The classification edge is the weighted mean of the classification margins.

If you supply weights, then the software normalizes them to sum to the prior probability of their respective class. The software uses the normalized weights to compute the weighted mean.

When choosing among multiple classifiers to perform a task such as feature section, choose the classifier that yields the highest edge.

### Classification Margin

The classification margin for each observation is the difference between the score for the true class and the maximal score for the false classes. Margins provide a classification confidence measure; among multiple classifiers, those that yield larger margins (on the same scale) are better.

### Posterior Probability

The posterior probability is the probability that an observation belongs in a particular class, given the data.

For naive Bayes, the posterior probability that a classification is k for a given observation (x1,...,xP) is

`$\stackrel{^}{P}\left(Y=k|{x}_{1},..,{x}_{P}\right)=\frac{P\left({X}_{1},...,{X}_{P}|y=k\right)\pi \left(Y=k\right)}{P\left({X}_{1},...,{X}_{P}\right)},$`

where:

• $P\left({X}_{1},...,{X}_{P}|y=k\right)$ is the conditional joint density of the predictors given they are in class k. `Mdl.DistributionNames` stores the distribution names of the predictors.

• π(Y = k) is the class prior probability distribution. `Mdl.Prior` stores the prior distribution.

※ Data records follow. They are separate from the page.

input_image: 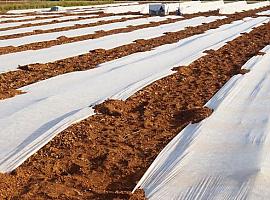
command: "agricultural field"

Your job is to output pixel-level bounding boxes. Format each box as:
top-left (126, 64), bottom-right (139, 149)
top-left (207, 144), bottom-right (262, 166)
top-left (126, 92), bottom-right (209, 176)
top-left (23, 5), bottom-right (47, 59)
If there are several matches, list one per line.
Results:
top-left (0, 1), bottom-right (270, 200)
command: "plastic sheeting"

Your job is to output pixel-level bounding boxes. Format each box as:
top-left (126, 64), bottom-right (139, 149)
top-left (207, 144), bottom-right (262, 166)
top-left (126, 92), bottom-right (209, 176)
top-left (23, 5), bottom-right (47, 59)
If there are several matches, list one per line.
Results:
top-left (0, 16), bottom-right (226, 73)
top-left (136, 46), bottom-right (270, 200)
top-left (0, 18), bottom-right (265, 172)
top-left (0, 16), bottom-right (180, 47)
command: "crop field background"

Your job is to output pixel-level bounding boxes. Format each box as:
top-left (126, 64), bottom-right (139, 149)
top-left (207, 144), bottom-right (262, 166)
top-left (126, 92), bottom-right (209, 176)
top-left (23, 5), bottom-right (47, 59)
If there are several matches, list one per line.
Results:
top-left (0, 1), bottom-right (270, 200)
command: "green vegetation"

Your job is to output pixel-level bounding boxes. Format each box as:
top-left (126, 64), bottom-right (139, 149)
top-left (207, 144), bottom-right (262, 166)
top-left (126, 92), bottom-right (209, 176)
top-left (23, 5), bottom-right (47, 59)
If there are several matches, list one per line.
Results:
top-left (0, 0), bottom-right (114, 12)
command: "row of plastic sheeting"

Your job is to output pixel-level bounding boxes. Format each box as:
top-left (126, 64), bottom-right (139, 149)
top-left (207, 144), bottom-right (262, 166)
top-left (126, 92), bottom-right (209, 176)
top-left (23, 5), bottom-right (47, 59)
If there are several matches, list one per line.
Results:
top-left (135, 46), bottom-right (270, 200)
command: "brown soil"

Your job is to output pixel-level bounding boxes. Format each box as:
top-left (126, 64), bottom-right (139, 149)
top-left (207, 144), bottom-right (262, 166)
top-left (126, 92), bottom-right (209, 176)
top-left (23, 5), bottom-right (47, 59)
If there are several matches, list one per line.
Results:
top-left (0, 16), bottom-right (183, 55)
top-left (0, 15), bottom-right (75, 24)
top-left (0, 6), bottom-right (268, 99)
top-left (0, 14), bottom-right (270, 200)
top-left (0, 13), bottom-right (143, 40)
top-left (0, 13), bottom-right (111, 31)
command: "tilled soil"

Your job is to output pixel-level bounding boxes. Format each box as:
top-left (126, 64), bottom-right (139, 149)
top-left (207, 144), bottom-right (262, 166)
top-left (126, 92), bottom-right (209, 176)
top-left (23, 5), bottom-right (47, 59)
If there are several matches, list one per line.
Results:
top-left (0, 13), bottom-right (143, 40)
top-left (0, 16), bottom-right (183, 55)
top-left (0, 12), bottom-right (217, 55)
top-left (0, 13), bottom-right (112, 32)
top-left (0, 16), bottom-right (61, 24)
top-left (0, 8), bottom-right (266, 99)
top-left (0, 13), bottom-right (270, 200)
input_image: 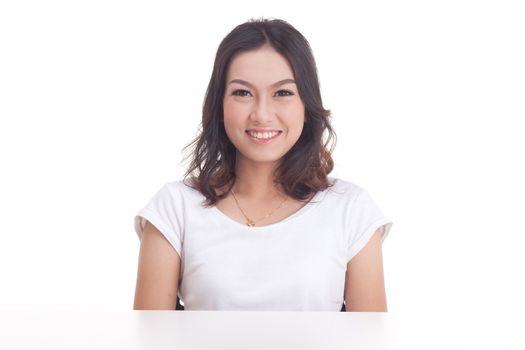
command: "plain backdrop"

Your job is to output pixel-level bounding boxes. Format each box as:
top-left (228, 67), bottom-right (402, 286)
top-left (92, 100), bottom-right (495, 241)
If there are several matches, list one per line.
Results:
top-left (0, 0), bottom-right (525, 315)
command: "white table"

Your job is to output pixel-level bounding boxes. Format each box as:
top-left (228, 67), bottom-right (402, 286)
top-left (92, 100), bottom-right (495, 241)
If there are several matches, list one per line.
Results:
top-left (0, 310), bottom-right (525, 350)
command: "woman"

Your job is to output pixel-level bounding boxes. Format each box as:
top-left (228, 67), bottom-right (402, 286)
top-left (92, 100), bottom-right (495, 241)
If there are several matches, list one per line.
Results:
top-left (134, 19), bottom-right (392, 311)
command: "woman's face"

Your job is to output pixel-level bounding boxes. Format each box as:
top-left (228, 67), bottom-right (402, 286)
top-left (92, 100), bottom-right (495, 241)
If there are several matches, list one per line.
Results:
top-left (223, 46), bottom-right (304, 167)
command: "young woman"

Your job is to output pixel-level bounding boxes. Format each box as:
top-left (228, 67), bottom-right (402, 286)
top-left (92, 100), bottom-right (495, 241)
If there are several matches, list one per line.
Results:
top-left (134, 19), bottom-right (392, 311)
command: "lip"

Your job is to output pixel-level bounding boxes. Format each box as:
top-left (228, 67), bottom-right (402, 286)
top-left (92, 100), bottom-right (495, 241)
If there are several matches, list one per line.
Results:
top-left (246, 128), bottom-right (282, 132)
top-left (245, 129), bottom-right (282, 144)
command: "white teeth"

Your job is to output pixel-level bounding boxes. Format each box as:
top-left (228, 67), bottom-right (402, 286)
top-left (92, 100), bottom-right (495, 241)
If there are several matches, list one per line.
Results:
top-left (248, 131), bottom-right (279, 139)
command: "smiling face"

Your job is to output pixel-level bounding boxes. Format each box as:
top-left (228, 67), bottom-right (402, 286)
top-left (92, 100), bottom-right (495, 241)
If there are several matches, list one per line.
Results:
top-left (223, 46), bottom-right (304, 168)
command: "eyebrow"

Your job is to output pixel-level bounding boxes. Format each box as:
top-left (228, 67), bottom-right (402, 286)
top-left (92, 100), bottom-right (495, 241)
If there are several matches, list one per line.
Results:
top-left (229, 79), bottom-right (295, 89)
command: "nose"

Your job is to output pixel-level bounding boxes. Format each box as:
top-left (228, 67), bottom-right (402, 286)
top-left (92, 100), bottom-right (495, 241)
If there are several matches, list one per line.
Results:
top-left (250, 97), bottom-right (275, 125)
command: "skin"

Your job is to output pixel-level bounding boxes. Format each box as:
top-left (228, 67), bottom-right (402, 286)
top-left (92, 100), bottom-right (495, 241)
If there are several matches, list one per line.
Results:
top-left (133, 46), bottom-right (387, 311)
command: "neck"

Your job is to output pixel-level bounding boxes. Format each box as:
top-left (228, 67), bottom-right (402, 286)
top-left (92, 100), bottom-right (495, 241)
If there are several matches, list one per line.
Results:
top-left (233, 154), bottom-right (282, 199)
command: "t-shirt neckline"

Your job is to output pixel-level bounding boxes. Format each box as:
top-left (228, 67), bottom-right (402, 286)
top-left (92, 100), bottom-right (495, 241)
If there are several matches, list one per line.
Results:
top-left (212, 189), bottom-right (326, 231)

• $P\left({X}_{1},..,{X}_{P}\right)$ is the joint density of the predictors. The classes are discrete, so $P\left({X}_{1},...,{X}_{P}\right)=\sum _{k=1}^{K}P\left({X}_{1},...,{X}_{P}|y=k\right)\pi \left(Y=k\right).$

### Prior Probability

The prior probability of a class is the assumed relative frequency with which observations from that class occur in a population.

### Classification Score

The naive Bayes score is the class posterior probability given the observation.